Carter Harrington had never dreamed his first day of employment would be so difficult. His mother had found him this job, cleaning the meat department at the local grocery store, and he was glad that he would now be able to help her with some of the bills. But from the moment Carter set foot inside the giant room where the butchers did their work, he felt like an alien visiting a distant planet. The equipment throughout the room had to be disassembled in order to be properly washed with a power-sprayer. And as each one of the butchers explained the proper procedure for their specific machine’s disassembly and proper cleaning, Carter had a hard time taking notes fast enough.
“You sure do look green,” the butcher named Carl said to Carter.
“Green?” Carter asked, wondering why the man who had been introduced to him as The Giant German would describe an African-American as looking green.
“You never heard someone called green before?” the butcher asked, a hefty chuckle following his words. At nearly seven feet tall, it was obvious to Carter why this man was nicknamed The Giant German.
“No, sir, I haven’t. What do you mean I look green?”
After offering up a hearty laugh, the man said, “Well, you know how a banana is green when it starts out and turns yellow as it begins to ripen?”

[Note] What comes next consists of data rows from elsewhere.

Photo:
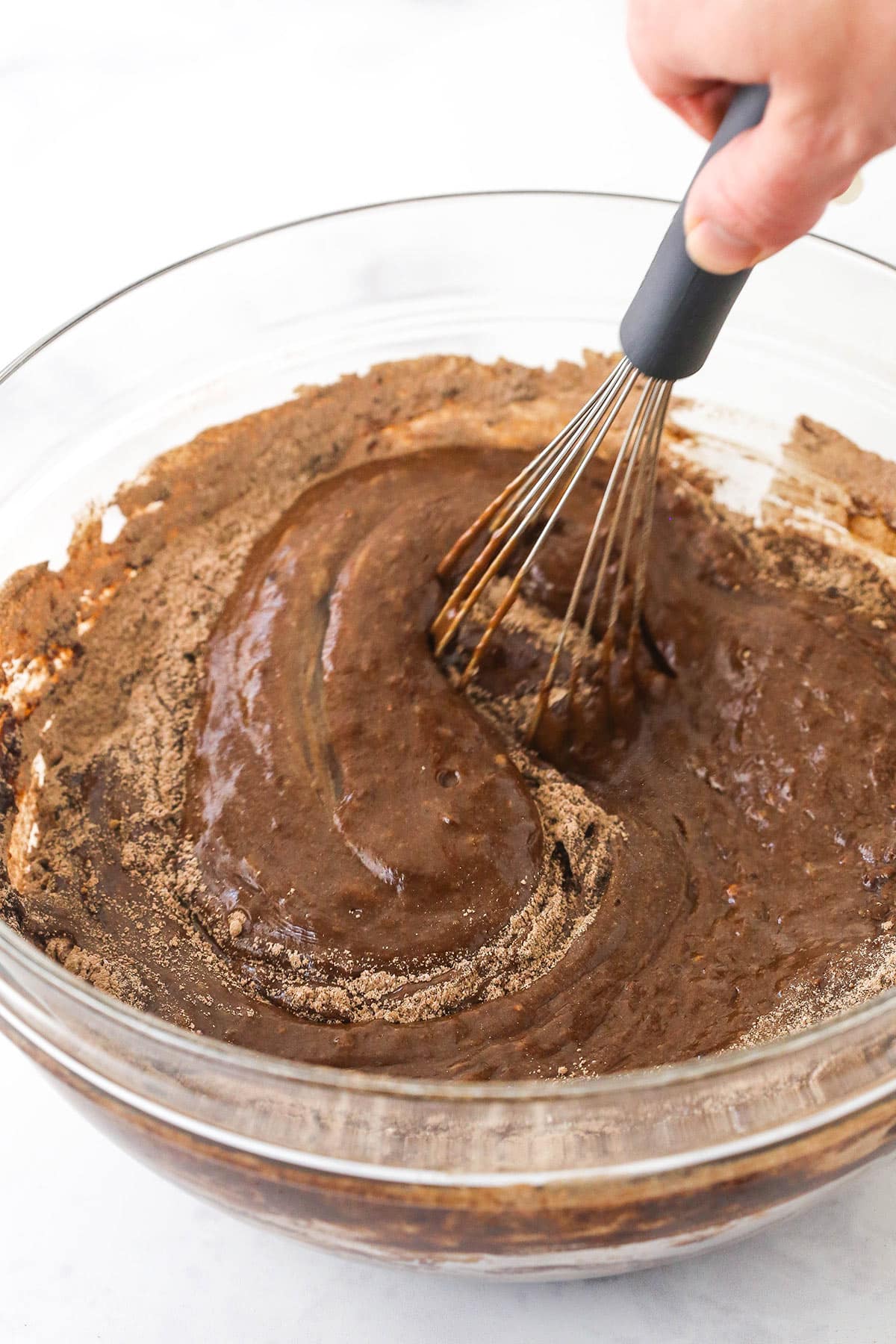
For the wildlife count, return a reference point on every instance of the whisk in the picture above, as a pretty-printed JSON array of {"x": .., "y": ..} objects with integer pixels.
[{"x": 665, "y": 335}]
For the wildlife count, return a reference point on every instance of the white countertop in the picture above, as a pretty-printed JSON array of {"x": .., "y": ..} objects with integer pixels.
[{"x": 134, "y": 134}]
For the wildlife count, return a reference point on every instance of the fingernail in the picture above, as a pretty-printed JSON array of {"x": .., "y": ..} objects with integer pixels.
[{"x": 719, "y": 252}]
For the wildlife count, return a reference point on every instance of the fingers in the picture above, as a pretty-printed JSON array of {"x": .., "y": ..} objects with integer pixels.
[
  {"x": 765, "y": 190},
  {"x": 702, "y": 111}
]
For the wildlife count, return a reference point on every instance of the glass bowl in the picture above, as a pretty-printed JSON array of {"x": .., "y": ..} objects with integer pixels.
[{"x": 538, "y": 1179}]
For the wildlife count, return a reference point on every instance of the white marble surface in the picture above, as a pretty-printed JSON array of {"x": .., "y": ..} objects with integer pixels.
[{"x": 134, "y": 134}]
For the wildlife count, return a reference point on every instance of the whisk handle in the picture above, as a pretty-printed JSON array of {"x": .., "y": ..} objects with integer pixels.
[{"x": 679, "y": 311}]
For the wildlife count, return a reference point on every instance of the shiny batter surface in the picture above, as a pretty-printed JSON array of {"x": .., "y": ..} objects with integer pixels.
[{"x": 242, "y": 793}]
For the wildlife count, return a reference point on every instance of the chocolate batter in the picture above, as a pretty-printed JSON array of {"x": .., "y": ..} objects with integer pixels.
[{"x": 240, "y": 793}]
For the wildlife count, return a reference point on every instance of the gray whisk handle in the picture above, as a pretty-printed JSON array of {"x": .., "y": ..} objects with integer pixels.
[{"x": 673, "y": 320}]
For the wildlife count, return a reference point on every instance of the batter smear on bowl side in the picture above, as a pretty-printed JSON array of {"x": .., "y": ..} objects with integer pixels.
[{"x": 240, "y": 793}]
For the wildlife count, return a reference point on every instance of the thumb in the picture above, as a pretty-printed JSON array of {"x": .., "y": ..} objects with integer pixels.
[{"x": 768, "y": 187}]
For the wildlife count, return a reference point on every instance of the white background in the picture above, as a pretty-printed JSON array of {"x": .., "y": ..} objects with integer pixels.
[{"x": 134, "y": 134}]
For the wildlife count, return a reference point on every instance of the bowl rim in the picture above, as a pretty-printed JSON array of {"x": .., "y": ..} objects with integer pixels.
[{"x": 351, "y": 1080}]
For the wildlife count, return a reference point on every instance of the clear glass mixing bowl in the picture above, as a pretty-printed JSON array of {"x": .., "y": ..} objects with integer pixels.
[{"x": 529, "y": 1179}]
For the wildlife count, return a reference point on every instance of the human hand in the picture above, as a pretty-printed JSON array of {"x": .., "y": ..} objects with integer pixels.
[{"x": 832, "y": 70}]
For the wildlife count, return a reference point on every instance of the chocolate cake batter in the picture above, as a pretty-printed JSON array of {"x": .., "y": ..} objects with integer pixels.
[{"x": 240, "y": 793}]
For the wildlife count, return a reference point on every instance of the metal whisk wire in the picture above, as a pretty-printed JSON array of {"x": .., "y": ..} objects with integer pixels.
[
  {"x": 543, "y": 488},
  {"x": 667, "y": 334}
]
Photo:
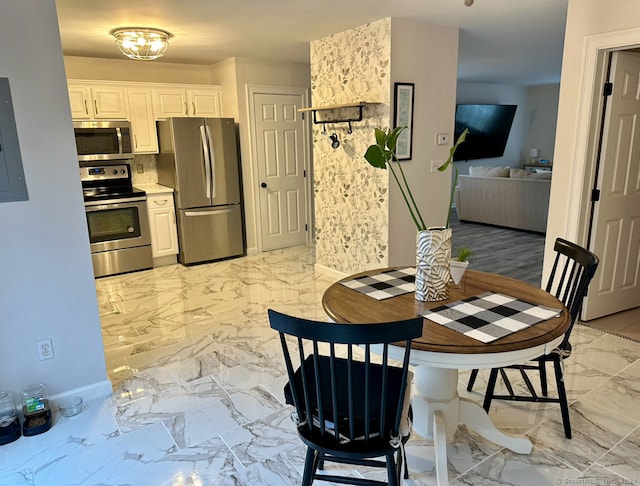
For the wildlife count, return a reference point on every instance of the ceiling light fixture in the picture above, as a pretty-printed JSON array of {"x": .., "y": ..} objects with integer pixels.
[{"x": 141, "y": 43}]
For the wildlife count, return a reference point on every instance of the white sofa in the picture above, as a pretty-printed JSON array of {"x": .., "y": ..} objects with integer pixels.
[{"x": 518, "y": 200}]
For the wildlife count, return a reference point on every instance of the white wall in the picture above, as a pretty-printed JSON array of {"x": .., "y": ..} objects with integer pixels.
[
  {"x": 533, "y": 125},
  {"x": 234, "y": 75},
  {"x": 586, "y": 20},
  {"x": 46, "y": 280},
  {"x": 434, "y": 73},
  {"x": 129, "y": 70},
  {"x": 543, "y": 115}
]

“Yeah, of course I know that!” Carter said, trying to fend off any ridicule the butcher might be offering.
“Well that’s what I meant by saying you look green. You look like you’re just starting off…which of course, you are. But, everyone’s gotta’ start somewhere, right? Who got you the job here?”

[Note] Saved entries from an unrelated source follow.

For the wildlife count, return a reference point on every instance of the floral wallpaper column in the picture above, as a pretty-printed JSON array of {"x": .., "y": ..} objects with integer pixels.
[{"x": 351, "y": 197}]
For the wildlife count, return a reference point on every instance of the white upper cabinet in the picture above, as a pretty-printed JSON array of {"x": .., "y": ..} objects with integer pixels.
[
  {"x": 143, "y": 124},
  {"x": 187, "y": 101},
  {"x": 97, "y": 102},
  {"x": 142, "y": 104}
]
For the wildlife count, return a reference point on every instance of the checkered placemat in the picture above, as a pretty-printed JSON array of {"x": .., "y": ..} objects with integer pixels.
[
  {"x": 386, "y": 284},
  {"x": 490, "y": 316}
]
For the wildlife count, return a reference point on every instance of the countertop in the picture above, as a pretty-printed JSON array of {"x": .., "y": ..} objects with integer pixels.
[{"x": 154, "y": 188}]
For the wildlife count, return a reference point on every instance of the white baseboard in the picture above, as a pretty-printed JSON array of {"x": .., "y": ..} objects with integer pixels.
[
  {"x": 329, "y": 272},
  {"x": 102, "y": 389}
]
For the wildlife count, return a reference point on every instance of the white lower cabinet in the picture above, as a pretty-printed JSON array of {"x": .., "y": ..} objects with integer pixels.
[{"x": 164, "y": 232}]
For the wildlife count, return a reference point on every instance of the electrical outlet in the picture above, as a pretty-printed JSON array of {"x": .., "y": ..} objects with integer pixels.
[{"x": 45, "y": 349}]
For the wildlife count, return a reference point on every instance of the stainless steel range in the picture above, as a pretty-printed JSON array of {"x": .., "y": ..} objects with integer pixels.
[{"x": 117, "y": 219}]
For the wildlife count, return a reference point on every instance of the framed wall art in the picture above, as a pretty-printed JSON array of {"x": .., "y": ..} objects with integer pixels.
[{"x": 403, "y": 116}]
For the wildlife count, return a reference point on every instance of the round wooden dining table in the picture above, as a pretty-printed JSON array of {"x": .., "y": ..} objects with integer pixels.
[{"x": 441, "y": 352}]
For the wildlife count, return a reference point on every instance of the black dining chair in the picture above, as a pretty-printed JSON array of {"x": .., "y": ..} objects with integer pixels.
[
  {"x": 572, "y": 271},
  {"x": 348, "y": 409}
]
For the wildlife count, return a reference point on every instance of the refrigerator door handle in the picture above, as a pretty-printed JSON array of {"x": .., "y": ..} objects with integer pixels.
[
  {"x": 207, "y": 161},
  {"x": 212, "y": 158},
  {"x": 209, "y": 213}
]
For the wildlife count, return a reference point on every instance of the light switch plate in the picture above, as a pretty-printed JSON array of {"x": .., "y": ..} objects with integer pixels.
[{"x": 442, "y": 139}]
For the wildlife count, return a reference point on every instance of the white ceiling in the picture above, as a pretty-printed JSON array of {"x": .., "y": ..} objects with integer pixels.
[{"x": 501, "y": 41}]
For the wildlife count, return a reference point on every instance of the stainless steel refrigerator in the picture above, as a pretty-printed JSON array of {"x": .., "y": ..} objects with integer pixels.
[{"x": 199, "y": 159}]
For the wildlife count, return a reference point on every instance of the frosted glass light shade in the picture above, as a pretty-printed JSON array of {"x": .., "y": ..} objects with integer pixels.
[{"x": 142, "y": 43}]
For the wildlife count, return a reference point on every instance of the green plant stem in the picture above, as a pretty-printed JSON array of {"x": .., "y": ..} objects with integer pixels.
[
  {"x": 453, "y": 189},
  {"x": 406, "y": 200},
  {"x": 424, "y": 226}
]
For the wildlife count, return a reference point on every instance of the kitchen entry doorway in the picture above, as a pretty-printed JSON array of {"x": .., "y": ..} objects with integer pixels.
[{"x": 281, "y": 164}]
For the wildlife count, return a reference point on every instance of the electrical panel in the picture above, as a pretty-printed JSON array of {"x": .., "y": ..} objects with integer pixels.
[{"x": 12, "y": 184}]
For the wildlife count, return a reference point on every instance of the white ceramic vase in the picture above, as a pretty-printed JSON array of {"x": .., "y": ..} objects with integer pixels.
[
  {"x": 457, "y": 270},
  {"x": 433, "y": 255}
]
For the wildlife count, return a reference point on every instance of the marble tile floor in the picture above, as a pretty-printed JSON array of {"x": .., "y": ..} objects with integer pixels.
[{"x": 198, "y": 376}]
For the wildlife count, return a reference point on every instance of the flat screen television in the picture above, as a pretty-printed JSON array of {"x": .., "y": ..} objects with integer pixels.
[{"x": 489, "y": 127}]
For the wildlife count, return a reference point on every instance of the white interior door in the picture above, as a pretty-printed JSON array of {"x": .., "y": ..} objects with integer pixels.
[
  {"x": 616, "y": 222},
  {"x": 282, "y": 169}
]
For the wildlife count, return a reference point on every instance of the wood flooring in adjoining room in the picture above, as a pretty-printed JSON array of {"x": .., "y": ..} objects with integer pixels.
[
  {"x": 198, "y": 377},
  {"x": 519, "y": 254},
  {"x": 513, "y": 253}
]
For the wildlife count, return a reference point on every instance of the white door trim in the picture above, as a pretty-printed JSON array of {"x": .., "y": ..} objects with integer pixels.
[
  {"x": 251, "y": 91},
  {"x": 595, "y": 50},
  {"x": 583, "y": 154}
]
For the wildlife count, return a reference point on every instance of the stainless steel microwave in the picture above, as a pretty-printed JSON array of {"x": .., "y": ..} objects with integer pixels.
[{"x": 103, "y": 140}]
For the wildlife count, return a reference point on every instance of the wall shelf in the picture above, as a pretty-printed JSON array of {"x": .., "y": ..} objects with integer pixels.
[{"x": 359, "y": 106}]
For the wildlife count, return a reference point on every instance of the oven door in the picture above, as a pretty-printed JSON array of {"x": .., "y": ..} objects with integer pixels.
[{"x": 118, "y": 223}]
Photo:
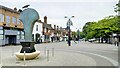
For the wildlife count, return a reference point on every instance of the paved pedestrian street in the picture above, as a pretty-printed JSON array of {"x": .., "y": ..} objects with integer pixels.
[{"x": 60, "y": 54}]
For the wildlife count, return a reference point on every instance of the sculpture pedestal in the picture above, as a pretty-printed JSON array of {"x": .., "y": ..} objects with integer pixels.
[
  {"x": 28, "y": 56},
  {"x": 28, "y": 47}
]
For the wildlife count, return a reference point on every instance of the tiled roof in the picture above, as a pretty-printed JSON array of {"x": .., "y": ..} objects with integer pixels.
[{"x": 47, "y": 26}]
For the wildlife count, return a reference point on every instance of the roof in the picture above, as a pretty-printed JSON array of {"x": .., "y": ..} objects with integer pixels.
[
  {"x": 47, "y": 26},
  {"x": 8, "y": 9}
]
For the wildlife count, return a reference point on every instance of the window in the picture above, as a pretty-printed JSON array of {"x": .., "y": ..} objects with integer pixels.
[
  {"x": 14, "y": 20},
  {"x": 1, "y": 17},
  {"x": 18, "y": 21},
  {"x": 7, "y": 19},
  {"x": 22, "y": 35},
  {"x": 18, "y": 35},
  {"x": 36, "y": 27}
]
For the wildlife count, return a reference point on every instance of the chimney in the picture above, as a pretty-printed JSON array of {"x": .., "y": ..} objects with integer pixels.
[
  {"x": 50, "y": 24},
  {"x": 55, "y": 27},
  {"x": 45, "y": 19}
]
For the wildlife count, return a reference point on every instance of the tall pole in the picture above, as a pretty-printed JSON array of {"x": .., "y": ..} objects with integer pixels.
[
  {"x": 69, "y": 40},
  {"x": 69, "y": 23}
]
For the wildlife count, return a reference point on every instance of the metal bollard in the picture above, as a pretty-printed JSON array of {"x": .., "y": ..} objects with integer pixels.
[
  {"x": 53, "y": 52},
  {"x": 12, "y": 51},
  {"x": 45, "y": 50},
  {"x": 24, "y": 58},
  {"x": 47, "y": 55}
]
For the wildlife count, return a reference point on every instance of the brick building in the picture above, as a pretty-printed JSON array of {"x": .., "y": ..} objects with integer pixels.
[{"x": 11, "y": 28}]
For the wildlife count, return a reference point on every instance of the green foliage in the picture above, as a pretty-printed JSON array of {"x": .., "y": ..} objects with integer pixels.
[{"x": 102, "y": 28}]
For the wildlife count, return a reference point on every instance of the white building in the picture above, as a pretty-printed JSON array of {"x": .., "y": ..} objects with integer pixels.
[{"x": 37, "y": 32}]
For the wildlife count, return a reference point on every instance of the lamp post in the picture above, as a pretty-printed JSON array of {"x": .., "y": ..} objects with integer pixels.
[{"x": 69, "y": 23}]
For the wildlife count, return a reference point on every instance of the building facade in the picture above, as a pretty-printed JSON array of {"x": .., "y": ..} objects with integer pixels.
[
  {"x": 11, "y": 28},
  {"x": 37, "y": 32}
]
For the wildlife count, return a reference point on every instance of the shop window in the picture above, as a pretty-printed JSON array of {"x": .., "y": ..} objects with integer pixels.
[
  {"x": 14, "y": 20},
  {"x": 7, "y": 19}
]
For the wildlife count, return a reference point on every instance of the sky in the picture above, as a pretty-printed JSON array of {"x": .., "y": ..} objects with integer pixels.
[{"x": 83, "y": 10}]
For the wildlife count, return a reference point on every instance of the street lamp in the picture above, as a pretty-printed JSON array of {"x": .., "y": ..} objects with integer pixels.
[{"x": 69, "y": 23}]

“My mom did,” Carter said. “She knows the store manager.” Feeling like he needed to elaborate, he added, “She’s a single parent and I really want to be able to help her with some of the bills she has to pay, you know what I mean? I want to do my part, after all she’s done for me.”
“A very respectable plan you have. But you know, many meat department clean-ups have come and gone here over the past three years. I think the number of casualties is somewhere around 27 or more. What makes you think you’ll make the transition from green to ripe?”
Carter thought about the man’s question for a few seconds and then remembered a verse from the Bible that his mother quoted for him. “My mom always told me, ‘Do whatever you do with all you’re heart as work for the Lord and not as work for men.’ She said that’s in the Bible.”
“Your mom sounds like a very good woman. And if I may offer a bit of advice; tackle your work one victory at a time. You have seven machines to break apart, clean, and reassemble. Finish one before you even think about the next one. Go about your work like that and you’ll lose that green in no time.”
“Have a good night,” Carter told the man as he left the cutting room. Carter looked at the large meat grinder against the rear wall and then back at his notes. Grabbing the large wrench he needed to take apart the shafts of the machine, he said, “Time to ripen up!”